Pharmaceutical companies also would like FDA to be responsible for articulating the need for a REMS for drug products, instead of imposing that task on sponsors, as FDAAA currently requires. Manufacturers admit that they often are conflicted about whether a formal postmarketing safety system is warranted for a drug, whereas FDA reviewers have a clearer perspective on what kind of postmarket safety procedures are necessary and likely to benefit public health.
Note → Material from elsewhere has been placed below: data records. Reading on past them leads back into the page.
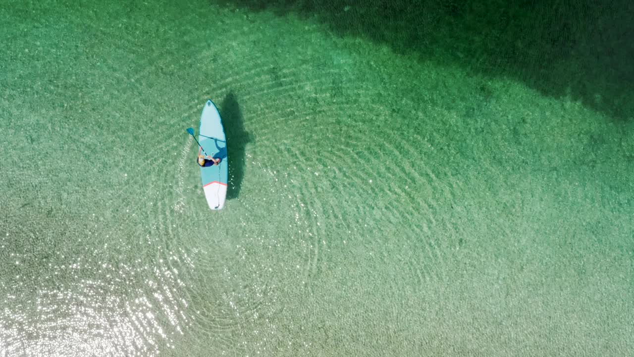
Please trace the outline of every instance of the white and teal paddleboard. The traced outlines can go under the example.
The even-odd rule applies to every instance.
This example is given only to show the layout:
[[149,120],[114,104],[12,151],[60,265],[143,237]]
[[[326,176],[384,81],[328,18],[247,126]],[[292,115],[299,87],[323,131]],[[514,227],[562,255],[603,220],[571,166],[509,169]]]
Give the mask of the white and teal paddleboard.
[[198,154],[204,155],[202,152],[204,150],[210,156],[221,160],[219,165],[200,168],[203,191],[212,210],[223,209],[227,196],[229,165],[226,140],[218,109],[213,102],[207,100],[200,115],[198,142],[202,149],[198,149]]

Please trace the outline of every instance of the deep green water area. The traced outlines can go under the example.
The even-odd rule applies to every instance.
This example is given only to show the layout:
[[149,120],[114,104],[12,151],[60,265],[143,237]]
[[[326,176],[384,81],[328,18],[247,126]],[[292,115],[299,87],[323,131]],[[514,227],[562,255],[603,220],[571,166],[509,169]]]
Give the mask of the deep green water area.
[[631,356],[634,3],[0,3],[0,357]]

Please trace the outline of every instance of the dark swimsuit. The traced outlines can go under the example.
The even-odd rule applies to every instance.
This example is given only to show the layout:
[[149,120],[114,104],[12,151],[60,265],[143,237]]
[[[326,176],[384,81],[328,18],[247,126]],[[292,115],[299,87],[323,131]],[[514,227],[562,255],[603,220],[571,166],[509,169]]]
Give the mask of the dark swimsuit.
[[[223,159],[220,159],[220,163],[221,163],[221,162],[223,162]],[[218,163],[218,165],[220,165],[220,163]],[[200,164],[198,164],[198,165],[200,165]],[[204,165],[202,166],[203,166],[203,167],[209,167],[210,166],[214,166],[214,165],[215,165],[215,163],[214,162],[213,160],[207,160],[207,159],[205,159],[205,165]]]

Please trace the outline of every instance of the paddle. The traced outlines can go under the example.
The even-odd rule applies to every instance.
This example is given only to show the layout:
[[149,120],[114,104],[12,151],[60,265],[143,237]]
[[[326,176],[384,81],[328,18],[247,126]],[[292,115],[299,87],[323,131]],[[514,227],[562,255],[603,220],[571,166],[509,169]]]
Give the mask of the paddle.
[[202,148],[202,145],[200,145],[200,143],[196,140],[196,137],[194,136],[194,130],[192,129],[191,128],[188,128],[187,132],[189,133],[190,135],[191,135],[191,137],[193,138],[195,140],[196,140],[196,144],[198,144],[198,146],[200,147],[200,149],[202,150],[202,152],[205,153],[205,156],[209,156],[209,155],[207,155],[207,152],[205,151],[205,149]]

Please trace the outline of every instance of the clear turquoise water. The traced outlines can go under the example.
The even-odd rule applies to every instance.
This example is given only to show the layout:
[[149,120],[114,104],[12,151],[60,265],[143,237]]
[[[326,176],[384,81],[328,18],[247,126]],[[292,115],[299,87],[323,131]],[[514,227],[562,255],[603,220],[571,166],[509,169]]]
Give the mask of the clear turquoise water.
[[403,51],[354,8],[0,9],[0,356],[634,349],[630,84]]

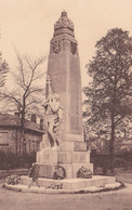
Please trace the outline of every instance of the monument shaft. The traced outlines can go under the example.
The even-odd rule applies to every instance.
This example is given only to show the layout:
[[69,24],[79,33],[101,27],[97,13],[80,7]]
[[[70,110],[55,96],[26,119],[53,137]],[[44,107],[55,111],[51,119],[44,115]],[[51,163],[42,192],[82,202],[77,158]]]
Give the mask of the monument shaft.
[[[45,114],[48,118],[48,133],[40,144],[37,153],[37,162],[40,165],[40,176],[53,178],[55,166],[60,165],[66,171],[66,179],[77,178],[81,167],[93,171],[90,163],[90,150],[82,135],[82,110],[81,110],[81,76],[78,55],[78,43],[74,35],[74,25],[63,12],[54,25],[54,36],[50,43],[50,55],[48,63],[48,79],[45,89],[47,102]],[[58,101],[60,97],[60,101]],[[55,104],[54,104],[55,102]],[[62,117],[53,111],[53,105],[60,105]],[[54,116],[55,120],[52,120]],[[58,120],[62,124],[61,135],[55,139],[54,122]],[[52,128],[52,129],[50,129]],[[52,141],[53,140],[53,141]],[[57,141],[56,141],[57,140]],[[44,146],[45,142],[50,143]],[[55,147],[55,141],[57,146]]]
[[74,25],[63,12],[54,25],[50,43],[48,75],[60,95],[63,115],[63,141],[82,141],[81,76]]

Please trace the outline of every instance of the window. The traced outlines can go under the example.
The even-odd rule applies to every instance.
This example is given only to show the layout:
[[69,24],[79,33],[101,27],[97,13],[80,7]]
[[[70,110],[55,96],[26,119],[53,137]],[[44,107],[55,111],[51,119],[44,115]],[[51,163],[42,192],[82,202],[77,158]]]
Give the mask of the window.
[[0,131],[0,146],[9,146],[9,136],[6,131]]

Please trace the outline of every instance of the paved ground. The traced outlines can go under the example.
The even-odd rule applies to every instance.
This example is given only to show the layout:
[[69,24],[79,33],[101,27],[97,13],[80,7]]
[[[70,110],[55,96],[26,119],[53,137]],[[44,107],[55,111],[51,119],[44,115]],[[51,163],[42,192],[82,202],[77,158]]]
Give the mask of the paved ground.
[[0,210],[132,210],[132,184],[126,185],[116,192],[61,195],[0,187]]

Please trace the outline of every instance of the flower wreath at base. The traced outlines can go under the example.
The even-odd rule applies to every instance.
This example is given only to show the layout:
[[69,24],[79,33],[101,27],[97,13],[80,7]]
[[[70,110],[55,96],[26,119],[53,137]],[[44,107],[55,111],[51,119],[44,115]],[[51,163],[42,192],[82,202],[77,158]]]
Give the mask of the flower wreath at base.
[[48,186],[45,186],[45,188],[54,188],[54,189],[62,189],[63,188],[63,184],[55,184],[55,183],[52,183]]
[[6,184],[12,184],[12,185],[15,185],[15,184],[18,184],[21,181],[21,176],[19,175],[16,175],[16,174],[13,174],[13,175],[9,175],[6,179],[5,179],[5,183]]
[[53,174],[54,180],[63,180],[66,178],[66,171],[62,166],[56,166]]
[[90,169],[81,167],[77,172],[77,178],[91,179],[92,178],[92,171]]

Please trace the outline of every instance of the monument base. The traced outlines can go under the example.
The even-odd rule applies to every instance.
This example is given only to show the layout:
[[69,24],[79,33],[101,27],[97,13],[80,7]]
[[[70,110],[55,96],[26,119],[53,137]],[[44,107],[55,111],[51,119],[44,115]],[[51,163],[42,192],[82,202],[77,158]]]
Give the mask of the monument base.
[[[38,163],[38,162],[37,162]],[[55,171],[55,167],[57,165],[53,163],[38,163],[39,165],[39,178],[48,178],[53,179],[53,174]],[[63,167],[66,171],[65,179],[76,179],[77,172],[81,167],[84,167],[87,169],[90,169],[93,171],[93,165],[92,163],[61,163],[58,165]]]
[[[31,178],[28,178],[26,175],[21,178],[22,185],[29,185],[31,182]],[[64,179],[64,180],[53,180],[53,179],[38,179],[40,187],[48,188],[50,185],[61,185],[62,189],[81,189],[90,186],[96,186],[101,187],[106,184],[114,184],[116,183],[115,176],[101,176],[101,175],[93,175],[92,179]],[[34,186],[36,186],[36,183],[34,183]]]

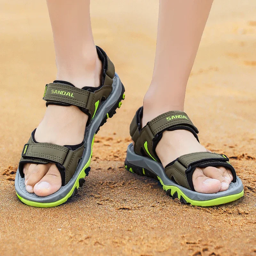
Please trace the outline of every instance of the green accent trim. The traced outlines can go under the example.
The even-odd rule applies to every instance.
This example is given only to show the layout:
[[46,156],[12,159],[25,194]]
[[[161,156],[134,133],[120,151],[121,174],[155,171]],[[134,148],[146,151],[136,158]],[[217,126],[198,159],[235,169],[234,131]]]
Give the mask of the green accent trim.
[[211,200],[207,200],[206,201],[197,201],[195,200],[192,200],[186,196],[177,187],[175,186],[165,185],[159,177],[158,176],[157,178],[163,186],[163,188],[164,190],[166,191],[168,189],[171,189],[171,195],[172,196],[175,192],[177,192],[178,194],[178,197],[179,199],[180,199],[180,196],[182,196],[182,197],[188,203],[191,204],[192,205],[210,206],[217,205],[219,204],[222,204],[235,201],[244,196],[244,190],[243,189],[243,191],[237,194],[227,196],[222,196],[221,197],[215,198],[214,199],[212,199]]
[[44,98],[44,96],[45,95],[45,93],[46,93],[46,90],[47,90],[47,85],[45,85],[45,89],[44,90],[44,96],[43,96],[43,98]]
[[134,173],[134,172],[133,172],[133,170],[132,170],[131,167],[130,168],[130,169],[129,169],[129,171],[131,172],[132,172],[133,173]]
[[99,100],[97,101],[96,101],[96,102],[95,102],[95,110],[94,111],[94,114],[93,114],[93,115],[92,116],[92,119],[94,117],[94,116],[95,116],[95,114],[96,114],[96,111],[97,111],[98,107],[99,107]]
[[38,203],[38,202],[34,202],[33,201],[30,201],[28,200],[27,200],[26,199],[24,199],[22,198],[20,196],[18,195],[17,192],[16,192],[16,194],[17,195],[18,197],[19,197],[20,200],[22,202],[27,204],[28,205],[30,206],[35,206],[35,207],[53,207],[55,206],[57,206],[61,204],[62,204],[65,203],[67,200],[71,196],[71,195],[74,192],[74,190],[75,188],[76,187],[77,188],[79,188],[79,179],[81,178],[84,178],[86,176],[84,172],[84,171],[89,166],[91,163],[91,160],[92,159],[92,146],[93,145],[94,143],[94,138],[95,137],[95,134],[93,136],[93,138],[92,139],[92,146],[91,147],[91,156],[90,157],[89,160],[88,160],[87,163],[85,164],[85,165],[84,166],[83,169],[82,169],[79,175],[77,177],[76,182],[75,183],[73,187],[70,190],[70,191],[66,195],[66,196],[63,198],[60,199],[58,201],[55,202],[52,202],[52,203]]
[[147,153],[148,153],[148,154],[153,159],[153,160],[155,160],[155,161],[156,161],[156,160],[151,155],[151,154],[149,153],[149,151],[148,151],[148,141],[146,140],[145,141],[145,143],[144,143],[144,147],[145,148],[145,149],[147,151]]
[[146,175],[145,174],[145,170],[144,168],[142,168],[142,172],[143,172],[143,174],[144,174],[144,175]]

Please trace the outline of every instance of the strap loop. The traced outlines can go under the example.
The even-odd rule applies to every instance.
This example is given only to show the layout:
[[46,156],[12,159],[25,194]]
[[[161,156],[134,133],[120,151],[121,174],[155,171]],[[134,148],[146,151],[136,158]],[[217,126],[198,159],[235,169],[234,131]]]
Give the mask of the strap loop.
[[69,149],[50,143],[26,144],[21,156],[24,159],[35,158],[63,164]]

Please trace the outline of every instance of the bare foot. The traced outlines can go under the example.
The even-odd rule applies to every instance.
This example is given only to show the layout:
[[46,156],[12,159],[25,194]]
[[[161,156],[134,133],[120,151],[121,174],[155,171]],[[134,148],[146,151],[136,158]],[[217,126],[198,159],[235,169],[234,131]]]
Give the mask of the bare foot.
[[[67,76],[57,78],[73,83],[80,88],[84,86],[97,87],[101,82],[102,64],[98,58],[95,62],[94,71],[90,72],[84,79],[68,79]],[[91,65],[88,68],[90,69],[91,70]],[[60,146],[79,144],[84,139],[88,119],[88,116],[76,106],[49,105],[36,128],[35,139],[37,142]],[[60,174],[55,164],[26,164],[23,172],[27,191],[37,196],[48,196],[57,191],[61,186]]]
[[[143,112],[142,127],[154,118],[152,113],[145,110]],[[192,133],[181,130],[164,132],[156,148],[164,167],[182,155],[208,151]],[[192,177],[195,190],[201,193],[216,193],[227,190],[233,180],[231,171],[223,167],[197,168]]]

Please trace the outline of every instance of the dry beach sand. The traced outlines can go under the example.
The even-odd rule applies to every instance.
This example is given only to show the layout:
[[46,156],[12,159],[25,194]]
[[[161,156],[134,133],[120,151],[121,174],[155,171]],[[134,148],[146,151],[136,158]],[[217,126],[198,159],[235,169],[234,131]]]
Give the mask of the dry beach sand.
[[243,198],[209,208],[182,205],[124,168],[129,125],[153,67],[157,1],[92,2],[96,43],[126,99],[96,137],[77,195],[39,209],[18,200],[14,180],[55,78],[51,26],[44,1],[0,1],[0,255],[256,255],[255,0],[215,0],[188,85],[185,111],[201,143],[231,157],[244,187]]

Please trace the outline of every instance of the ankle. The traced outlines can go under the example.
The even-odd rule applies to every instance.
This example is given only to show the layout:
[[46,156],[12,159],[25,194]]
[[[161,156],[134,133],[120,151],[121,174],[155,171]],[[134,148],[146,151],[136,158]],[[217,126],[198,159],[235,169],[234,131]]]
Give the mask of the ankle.
[[75,86],[97,87],[101,82],[102,64],[95,51],[72,60],[60,60],[56,57],[56,79],[67,81]]
[[154,91],[150,88],[146,93],[143,101],[142,127],[148,122],[161,114],[168,111],[184,111],[184,101],[180,103],[171,95],[159,90]]

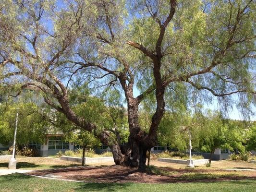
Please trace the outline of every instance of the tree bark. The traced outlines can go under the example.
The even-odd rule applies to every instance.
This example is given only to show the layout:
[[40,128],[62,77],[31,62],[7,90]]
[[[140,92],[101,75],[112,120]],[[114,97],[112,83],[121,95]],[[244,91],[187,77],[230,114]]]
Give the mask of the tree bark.
[[211,159],[212,157],[212,154],[213,154],[213,151],[214,151],[214,149],[212,149],[211,151],[211,154],[210,154],[210,158],[209,158],[209,167],[211,167]]
[[150,150],[148,150],[148,156],[147,156],[147,166],[149,166],[149,162],[150,161]]

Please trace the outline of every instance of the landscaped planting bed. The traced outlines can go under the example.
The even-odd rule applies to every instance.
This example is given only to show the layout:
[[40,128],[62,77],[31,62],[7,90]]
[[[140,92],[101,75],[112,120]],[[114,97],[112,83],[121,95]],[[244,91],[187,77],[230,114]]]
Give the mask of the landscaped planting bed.
[[[82,163],[82,157],[77,157],[75,156],[61,156],[61,160],[65,161],[73,161],[77,163]],[[86,156],[85,157],[85,163],[98,163],[103,162],[113,161],[112,156],[105,156],[101,157],[89,157]]]
[[[189,160],[171,159],[169,158],[158,158],[158,161],[162,161],[167,163],[178,163],[181,164],[188,165],[189,164]],[[193,159],[192,160],[192,163],[194,165],[198,166],[205,165],[208,161],[208,159]]]

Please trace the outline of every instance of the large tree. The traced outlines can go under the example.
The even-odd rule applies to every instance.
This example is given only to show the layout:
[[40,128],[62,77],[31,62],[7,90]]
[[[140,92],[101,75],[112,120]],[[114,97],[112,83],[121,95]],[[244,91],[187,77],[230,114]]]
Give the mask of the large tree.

The role of generic-drug manufacturers in implementing REMS is another thorny topic. Generic-drug firms complain that brand companies are using complex REMS requirements to block the former's access to supplies needed to conduct bioequivalence studies, and that special distribution and patient monitoring programs raise the cost of entering a new market. The ESA REMS, for example, adds another hurdle for manufacturers contemplating follow-on biologic versions erythropoietin. Generic-drug makers also face challenges in using a single shared system to implement ETASU requirements such as provider certification and limited distribution, to keep the process manageable for providers.

Although the general thrust of the REMS policy is to increase the role of generic-drug manufacturers in ensuring the safe uses of marketed medicines, generic-drug firms get a break because FDA is charged with carrying out REMS communications plans when generic competition comes into play. The apparent aim is to avoid multiple versions of educational materials and information programs, but it could be difficult for FDA to carry out this mission. The agency won't have a big problem if most communication plans are limited to product launches or to the first few years a drug is on the market, as is usually the case. But too many long-term communications plans would impose a burden on FDA, Frost acknowledged, because the agency has limited resources to manage such programs.

Providers weigh in

Pharmacists and healthcare providers are concerned that too many diverse postmarketing drug safety programs will impose a burden on the healthcare system and patients as well, and that the requirements will drive up costs and limit access to therapies. Oncologists are upset that they were not consulted in developing the REMS for ESAs administered to cancer patients. Unlike the process being used to develop a classwide REMS for long-acting opioids, FDA negotiated the plan directly with Amgen (Thousand Oaks, CA) for Aranesp (darbepoetin) and Johnson & Johnson (New Brunswick, NJ), marketer of Procrit (epoetin). The American Society of Clinical Oncology notes that the REMS requires oncologists to enroll in pharmaceutical educational programs about the importance of limiting use of ESAs for cancer patients, a "duplicative requirement" that oncologists had no opportunity to help develop or review.

Kaiser Permanente, the California-based healthcare plan, similarly wants to have a seat at the table when FDA and drug companies design REMS to ensure they don't raise problems for healthcare providers and pharmacies. Requiring consumers to obtain medicines through select doctors and specialty pharmacies can increase costs for healthcare plans and consumers and may limit access to needed drugs. This concern raises questions about the overall benefits of the REMS program, Kaiser stated in a citizens' petition filed with FDA last year.

These issues have not been a problem so far because most REMS with ETASU have involved drugs for relatively small patient populations. But the prospect of mega-REMS for opioids and other drugs, says Kaiser, warrants regular review of such programs with FDA advisory committees to ensure a more transparent process. Kaiser also wants FDA to review and evaluate complex REMS programs at least annually, and to make these assessments public to help doctors and patients weigh treatment decisions.